Bayrou : le cinquième élément

Les sondages de Bayrou ne sont décidément pas bon et présagent d’un score assez médiocre le 22 avril prochain…

Hier c’était le premier avril et les journaux n’ont pas manqué de nous offrir quelques blagues, dont certaines étaient, à n’en pas douter, un peu amusantes (car on n’est jamais à l’abri d’un malentendu). En attendant, il y en a un qui a dû trouver ce premier avril assez amer, c’est l’un de nos candidats à la présidentielle : François Bayrou.

En effet, ce n’est pas une blague, mais tout indique que le score du candidat de l’extrême-centre sera pour le moins mitigé. Ni franchement mauvais, ni franchement bon, notre centriste ultime nage pour le moment dans les eaux particulièrement calmes de l’entre-tout, loin des extrêmes et loin des gros poissons, loin des micros, des caméras, des rassemblements populaires tonitruants… C’est-à-dire qu’on ne l’entend pas, ou peu.

En effet, la campagne, bien que commencée depuis plusieurs mois, ne lui est pas favorable.

Je passe sur les batailles de chiffonniers ridicules entre un François Hollande, VRP d’un programme auquel il adhère autant qu’une limande sur une poêle neuve enduite de Téflon, et un Nicolas Sarkozy frétillant de se voir monter dans les sondages mais trimballant un tel nombre de casseroles que ses discours sont immanquablement noyés dans le tintamarre de la batterie cuisine qu’il déplace à chaque pas. Nos deux candidats des principaux partis sont partis, loin, très loin dans les champs de la rhétorique exploratoire, et n’ont pour le moment même pas commencé à aborder les questions de fond. On parle halal et sécurité, bien sûr, mais surtout pas conjoncture économique, emploi, dette, intervention de l’État tous azimuts, et création de richesse. Si le mot richesse est dit, c’est associé à « taxation ».

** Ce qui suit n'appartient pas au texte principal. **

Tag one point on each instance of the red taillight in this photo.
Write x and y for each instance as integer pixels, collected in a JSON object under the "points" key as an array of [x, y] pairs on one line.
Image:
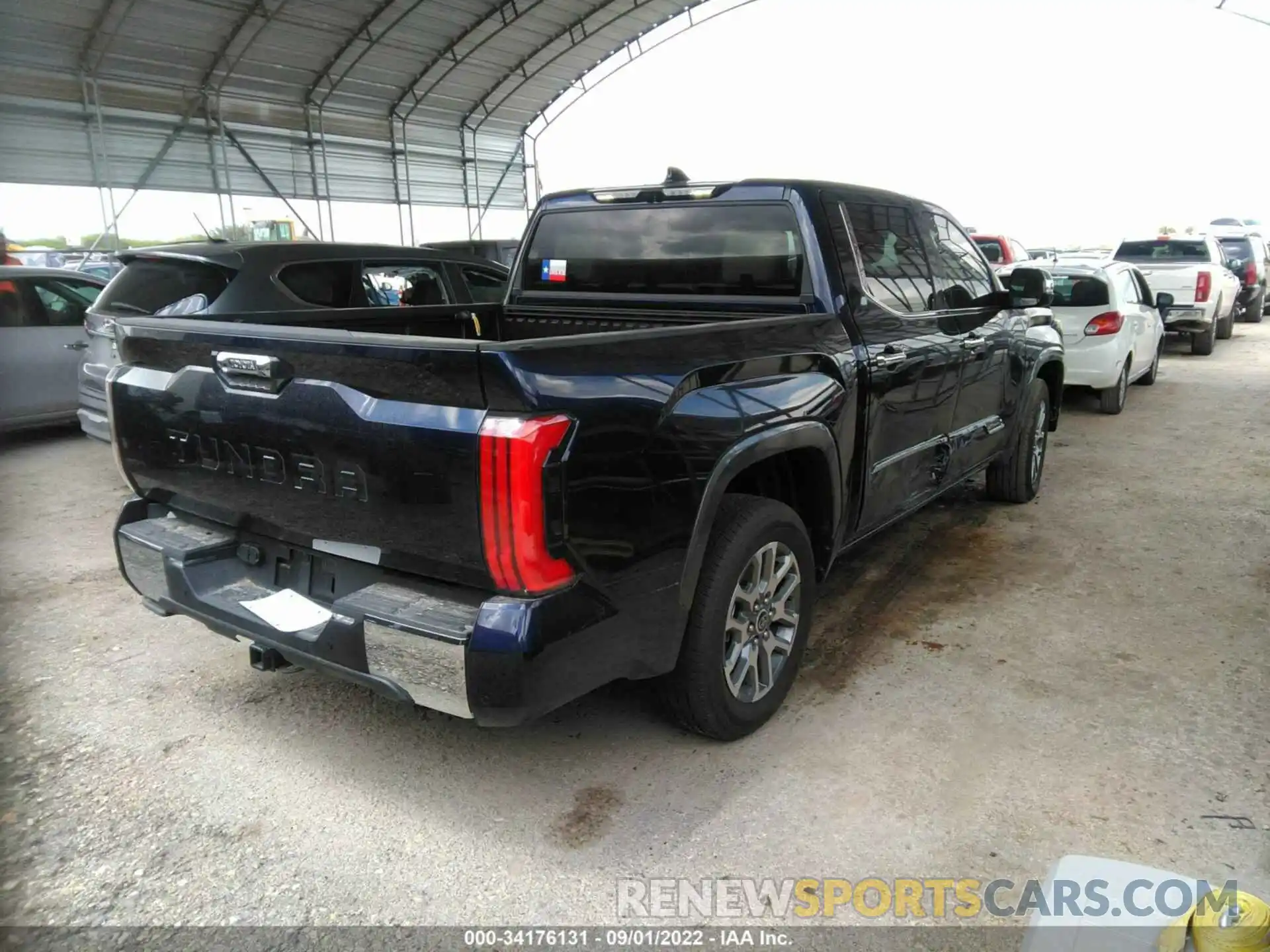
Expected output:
{"points": [[1203, 286], [1108, 323], [513, 452]]}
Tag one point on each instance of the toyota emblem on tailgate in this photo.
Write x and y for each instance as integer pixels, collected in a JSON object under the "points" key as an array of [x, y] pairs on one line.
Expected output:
{"points": [[248, 365]]}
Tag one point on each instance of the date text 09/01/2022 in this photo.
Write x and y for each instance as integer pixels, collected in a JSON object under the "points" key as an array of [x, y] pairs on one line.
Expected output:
{"points": [[625, 937]]}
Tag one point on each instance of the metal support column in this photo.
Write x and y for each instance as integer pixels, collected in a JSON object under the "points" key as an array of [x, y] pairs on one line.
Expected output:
{"points": [[265, 177], [313, 169], [462, 159], [397, 184], [106, 158], [225, 161], [409, 192], [479, 214], [325, 173], [479, 234]]}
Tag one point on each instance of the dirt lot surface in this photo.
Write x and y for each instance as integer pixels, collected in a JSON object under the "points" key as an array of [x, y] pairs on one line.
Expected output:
{"points": [[988, 690]]}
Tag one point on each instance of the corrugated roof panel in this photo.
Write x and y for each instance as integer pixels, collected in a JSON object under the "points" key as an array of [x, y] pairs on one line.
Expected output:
{"points": [[493, 63]]}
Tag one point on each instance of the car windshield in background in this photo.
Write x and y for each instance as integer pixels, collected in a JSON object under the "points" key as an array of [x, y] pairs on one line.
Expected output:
{"points": [[1238, 249], [1162, 251], [991, 249], [1080, 291], [163, 286], [751, 251]]}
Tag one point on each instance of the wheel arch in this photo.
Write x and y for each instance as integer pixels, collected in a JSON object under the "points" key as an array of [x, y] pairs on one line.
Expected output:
{"points": [[1052, 371], [763, 462]]}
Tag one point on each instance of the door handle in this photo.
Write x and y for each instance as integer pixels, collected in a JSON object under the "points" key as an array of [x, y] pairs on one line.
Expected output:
{"points": [[889, 358]]}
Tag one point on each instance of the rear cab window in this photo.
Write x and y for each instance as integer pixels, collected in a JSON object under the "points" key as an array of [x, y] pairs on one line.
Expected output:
{"points": [[164, 287], [667, 249], [1238, 249], [1164, 251], [991, 248], [1081, 291]]}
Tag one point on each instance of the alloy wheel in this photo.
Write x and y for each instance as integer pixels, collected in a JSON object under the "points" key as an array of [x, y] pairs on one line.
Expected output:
{"points": [[1039, 436], [762, 622]]}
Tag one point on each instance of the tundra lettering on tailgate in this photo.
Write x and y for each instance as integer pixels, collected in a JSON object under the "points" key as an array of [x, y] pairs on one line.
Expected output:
{"points": [[252, 462]]}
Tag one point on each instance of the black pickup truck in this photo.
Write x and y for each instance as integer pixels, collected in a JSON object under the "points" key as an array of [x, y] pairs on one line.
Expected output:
{"points": [[639, 465]]}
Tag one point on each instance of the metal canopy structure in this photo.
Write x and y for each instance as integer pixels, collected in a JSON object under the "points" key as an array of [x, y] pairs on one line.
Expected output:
{"points": [[405, 102]]}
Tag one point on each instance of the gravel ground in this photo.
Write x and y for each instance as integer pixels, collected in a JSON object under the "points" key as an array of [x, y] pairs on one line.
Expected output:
{"points": [[988, 688]]}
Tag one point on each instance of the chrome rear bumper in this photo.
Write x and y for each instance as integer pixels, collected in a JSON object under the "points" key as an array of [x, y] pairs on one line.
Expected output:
{"points": [[408, 643]]}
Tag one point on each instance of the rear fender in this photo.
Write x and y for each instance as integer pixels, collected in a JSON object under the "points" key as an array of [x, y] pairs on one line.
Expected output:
{"points": [[742, 455], [1049, 368]]}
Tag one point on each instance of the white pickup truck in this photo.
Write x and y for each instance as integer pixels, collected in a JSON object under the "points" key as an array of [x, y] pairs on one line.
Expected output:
{"points": [[1193, 270]]}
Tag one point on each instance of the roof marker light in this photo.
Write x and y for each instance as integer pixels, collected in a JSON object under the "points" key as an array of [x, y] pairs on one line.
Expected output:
{"points": [[625, 196]]}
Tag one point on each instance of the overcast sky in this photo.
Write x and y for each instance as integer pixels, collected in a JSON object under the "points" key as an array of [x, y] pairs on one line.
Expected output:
{"points": [[1053, 121]]}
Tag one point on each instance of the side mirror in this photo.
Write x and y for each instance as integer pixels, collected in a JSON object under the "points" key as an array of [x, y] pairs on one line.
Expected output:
{"points": [[1031, 287]]}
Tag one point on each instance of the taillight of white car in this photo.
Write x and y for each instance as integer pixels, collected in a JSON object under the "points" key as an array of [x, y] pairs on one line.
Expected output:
{"points": [[1104, 324], [1203, 286]]}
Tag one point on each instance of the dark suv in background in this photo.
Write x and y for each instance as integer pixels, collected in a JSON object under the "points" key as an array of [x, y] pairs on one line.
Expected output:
{"points": [[266, 282], [1250, 260]]}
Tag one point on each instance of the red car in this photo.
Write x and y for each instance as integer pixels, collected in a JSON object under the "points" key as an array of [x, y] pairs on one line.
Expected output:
{"points": [[1001, 251]]}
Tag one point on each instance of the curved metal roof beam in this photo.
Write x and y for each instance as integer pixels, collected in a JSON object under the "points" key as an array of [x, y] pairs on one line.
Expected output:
{"points": [[362, 32], [95, 30], [255, 9], [579, 24], [519, 9], [632, 58]]}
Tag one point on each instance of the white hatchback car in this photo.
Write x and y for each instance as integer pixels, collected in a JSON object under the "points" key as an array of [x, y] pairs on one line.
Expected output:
{"points": [[1113, 333]]}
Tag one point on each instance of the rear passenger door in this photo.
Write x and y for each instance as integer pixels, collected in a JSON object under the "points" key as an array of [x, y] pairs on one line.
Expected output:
{"points": [[969, 314], [486, 286], [912, 365], [1146, 320], [41, 331]]}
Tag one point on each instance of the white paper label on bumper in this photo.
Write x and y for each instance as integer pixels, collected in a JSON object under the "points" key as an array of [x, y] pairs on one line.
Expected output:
{"points": [[287, 611]]}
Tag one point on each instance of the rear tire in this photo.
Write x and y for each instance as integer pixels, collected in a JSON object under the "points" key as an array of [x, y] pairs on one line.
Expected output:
{"points": [[1256, 309], [698, 692], [1202, 343], [1150, 376], [1226, 328], [1111, 399], [1015, 477]]}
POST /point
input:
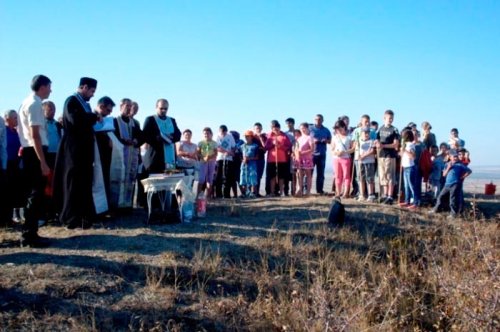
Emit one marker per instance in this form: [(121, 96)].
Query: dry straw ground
[(260, 265)]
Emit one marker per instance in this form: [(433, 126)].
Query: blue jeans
[(319, 164), (261, 163), (409, 182), (418, 186), (455, 190)]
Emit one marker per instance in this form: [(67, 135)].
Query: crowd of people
[(89, 164)]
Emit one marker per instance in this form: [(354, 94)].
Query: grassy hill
[(260, 265)]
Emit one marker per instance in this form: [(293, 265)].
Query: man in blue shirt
[(322, 136), (53, 132), (455, 173)]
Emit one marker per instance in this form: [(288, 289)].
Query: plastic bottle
[(187, 211), (201, 205)]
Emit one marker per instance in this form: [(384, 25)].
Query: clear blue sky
[(238, 62)]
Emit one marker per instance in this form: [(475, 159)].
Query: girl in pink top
[(278, 147), (342, 147), (305, 150)]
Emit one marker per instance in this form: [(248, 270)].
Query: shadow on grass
[(96, 316)]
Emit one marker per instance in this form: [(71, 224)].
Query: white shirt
[(407, 160), (3, 146), (31, 114), (228, 144)]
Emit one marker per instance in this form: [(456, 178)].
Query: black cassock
[(154, 160), (73, 173)]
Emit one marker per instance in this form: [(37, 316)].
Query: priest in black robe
[(75, 157), (160, 133)]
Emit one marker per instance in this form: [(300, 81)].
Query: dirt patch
[(216, 273)]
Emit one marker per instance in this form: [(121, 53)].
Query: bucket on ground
[(490, 188)]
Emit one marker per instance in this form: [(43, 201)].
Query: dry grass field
[(260, 265)]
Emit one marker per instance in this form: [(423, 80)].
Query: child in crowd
[(463, 156), (437, 171), (295, 160), (277, 145), (421, 167), (409, 170), (237, 159), (428, 138), (248, 175), (225, 174), (342, 147), (305, 157), (187, 154), (443, 154), (388, 145), (455, 173), (207, 151), (366, 148), (455, 142)]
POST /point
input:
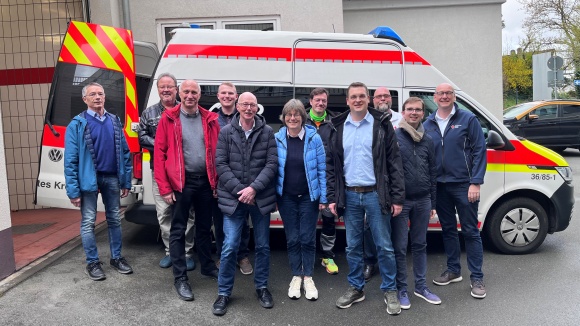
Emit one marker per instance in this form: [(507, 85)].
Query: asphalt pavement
[(535, 289)]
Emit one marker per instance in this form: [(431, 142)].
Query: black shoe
[(369, 271), (183, 289), (121, 265), (214, 273), (95, 271), (220, 306), (265, 298)]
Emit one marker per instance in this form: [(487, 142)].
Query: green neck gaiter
[(316, 118)]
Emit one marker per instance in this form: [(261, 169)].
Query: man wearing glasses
[(167, 89), (97, 159), (365, 178), (383, 102), (185, 147), (461, 161), (418, 156), (247, 163)]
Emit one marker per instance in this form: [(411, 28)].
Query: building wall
[(296, 15), (30, 36), (462, 38)]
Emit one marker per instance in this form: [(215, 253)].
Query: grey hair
[(166, 74), (84, 91), (293, 105)]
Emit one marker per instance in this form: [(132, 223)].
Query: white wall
[(295, 15), (462, 38)]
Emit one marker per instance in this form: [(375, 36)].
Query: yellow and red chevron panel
[(108, 48)]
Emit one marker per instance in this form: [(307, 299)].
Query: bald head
[(382, 100)]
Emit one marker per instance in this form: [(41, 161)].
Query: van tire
[(518, 226)]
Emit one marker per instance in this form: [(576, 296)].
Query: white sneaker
[(294, 289), (310, 291)]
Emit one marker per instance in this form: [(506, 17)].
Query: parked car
[(553, 123)]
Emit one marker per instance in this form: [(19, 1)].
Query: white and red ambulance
[(528, 189)]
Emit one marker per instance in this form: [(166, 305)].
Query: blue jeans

Côté extrêmes, Jean-Luc et Marine rivalisent d’inventivité pour piétiner les mêmes platebandes socialistes sans pour autant se marcher sur les pieds, ce qui est une gageure quand on voit le nombre de candidats qui passent régulièrement par là.

Et les sondages s’empilent, tous plus tristes les uns que les autres pour le pauvre Bayrou, perdu au milieu de ces débats qui n’en finissent pas de raser les pâquerettes par en-dessous. Il a bien du mal à se vautrer dans une telle médiocrité : quelque part, c’est à son crédit, lui qui rechigne à rentrer dans le pugilat et la bataille de petits chiffres. Mais symétriquement, plus ça va, et plus on se demande qui forme le gros des troupes d’un centre qu’on ne situe plus ni sur le plan des idées, ni médiatiquement tant il est inaudible, ni dans les sondages. À force de trottiner au centre des chemins battus, tout le monde a fini par leur passer dessus, aux centristes…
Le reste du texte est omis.